Type 2 Diabetes as an Evolutionary Mismatch in Indigenous Populations in the United States
Category: Research Poster
Author(s): Xenia Guardado Rivera
Presenter(s): Xenia Guardado Rivera
Mentors(s): Melissa Raguet-Schofield
An evolutionary mismatch is a formerly advantageous trait that is maladaptive in our current environment. Evolutionary mismatches may result from receiving too much of a formerly rare stimulus such as caloric intake or too little of a formerly common stimulus such as physical activity. The prevalence of Type 2 Diabetes (T2D) has increased globally with disproportionate rates among population groups. Indigenous populations in the United States (U.S.) experience higher rates of T2D than Black and White populations.

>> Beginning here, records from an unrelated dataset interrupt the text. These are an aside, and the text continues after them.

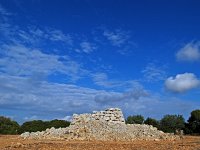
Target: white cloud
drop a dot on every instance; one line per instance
(154, 73)
(182, 82)
(87, 47)
(190, 52)
(117, 37)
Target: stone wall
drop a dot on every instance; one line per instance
(111, 115)
(108, 125)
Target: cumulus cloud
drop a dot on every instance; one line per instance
(182, 82)
(190, 52)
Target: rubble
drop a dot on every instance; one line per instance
(108, 125)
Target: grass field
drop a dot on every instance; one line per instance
(14, 142)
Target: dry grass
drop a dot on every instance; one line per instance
(10, 142)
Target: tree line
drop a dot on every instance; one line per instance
(8, 126)
(169, 124)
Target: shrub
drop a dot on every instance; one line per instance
(171, 123)
(8, 126)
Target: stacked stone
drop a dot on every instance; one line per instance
(114, 115)
(105, 125)
(110, 115)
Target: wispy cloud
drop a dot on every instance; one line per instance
(117, 37)
(153, 73)
(190, 52)
(101, 79)
(182, 82)
(87, 47)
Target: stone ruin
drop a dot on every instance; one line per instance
(112, 115)
(108, 125)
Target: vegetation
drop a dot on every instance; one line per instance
(169, 123)
(193, 125)
(8, 126)
(39, 125)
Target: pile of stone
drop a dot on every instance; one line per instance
(108, 125)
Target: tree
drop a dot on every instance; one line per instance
(151, 121)
(136, 119)
(171, 123)
(8, 126)
(193, 125)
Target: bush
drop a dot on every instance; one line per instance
(151, 121)
(137, 119)
(8, 126)
(171, 123)
(39, 125)
(193, 125)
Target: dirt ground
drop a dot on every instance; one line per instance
(10, 142)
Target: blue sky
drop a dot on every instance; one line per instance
(63, 57)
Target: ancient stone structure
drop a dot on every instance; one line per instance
(113, 115)
(105, 125)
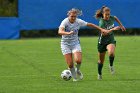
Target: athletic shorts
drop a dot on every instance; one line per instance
(66, 49)
(103, 47)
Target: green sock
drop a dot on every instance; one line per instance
(111, 60)
(100, 66)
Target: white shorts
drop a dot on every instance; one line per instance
(66, 49)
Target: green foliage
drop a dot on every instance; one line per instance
(82, 32)
(8, 8)
(34, 66)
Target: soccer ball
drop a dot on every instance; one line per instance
(66, 75)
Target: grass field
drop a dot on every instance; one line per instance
(34, 66)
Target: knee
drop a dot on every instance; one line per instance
(70, 65)
(111, 53)
(100, 61)
(78, 60)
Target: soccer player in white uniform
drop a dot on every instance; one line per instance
(70, 44)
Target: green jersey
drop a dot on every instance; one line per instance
(106, 24)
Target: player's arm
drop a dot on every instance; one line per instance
(119, 22)
(62, 31)
(97, 27)
(114, 28)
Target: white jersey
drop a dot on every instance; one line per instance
(73, 38)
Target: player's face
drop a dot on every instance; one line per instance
(106, 15)
(72, 17)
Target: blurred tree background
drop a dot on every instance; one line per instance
(9, 8)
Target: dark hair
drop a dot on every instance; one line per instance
(99, 13)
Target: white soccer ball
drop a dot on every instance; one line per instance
(66, 75)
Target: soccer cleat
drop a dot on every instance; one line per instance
(112, 69)
(99, 77)
(79, 74)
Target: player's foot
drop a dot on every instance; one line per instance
(74, 80)
(79, 74)
(99, 77)
(112, 69)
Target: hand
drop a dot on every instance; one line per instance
(71, 32)
(122, 28)
(104, 32)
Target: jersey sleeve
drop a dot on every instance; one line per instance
(112, 17)
(101, 24)
(63, 24)
(82, 22)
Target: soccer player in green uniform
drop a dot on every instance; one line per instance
(106, 42)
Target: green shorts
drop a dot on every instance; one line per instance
(103, 46)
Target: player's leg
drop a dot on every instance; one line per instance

This paper’s objective is to review existing literature addressing evolutionary mismatch in relation to T2D, and to combine a biological and cultural perspective in understanding the etiology of chronic disease. I first review literature that demonstrates that genetics has been overemphasized as a risk factor in developing T2D. I then examine food insecurity in the Pine Ridge Reservation in South Dakota to better understand what foods are more widely available for Indigenous populations living on the reservation. These areas of focus demonstrate how social inequalities contribute to T2D disparities across populations. I found that the etiology of T2D cannot be determined by ethnoracial groups or genetic predispositions of individuals across populations. When ethnoracial groups were used to determine prevalence of T2D, a number of studies ignored the evidence that differential prevalence of T2D throughout population groups can be substantiated by non-genetic factors. While genetics influence how high the risk factors are for developing T2D, environmental contributors underlie the differences in T2D rates across populations in the U.S. Focusing on dismantling social inequalities can better improve the health outcomes of Indigenous populations in the U.S. rather than channeling resources into looking for genetic explanations that do not exist.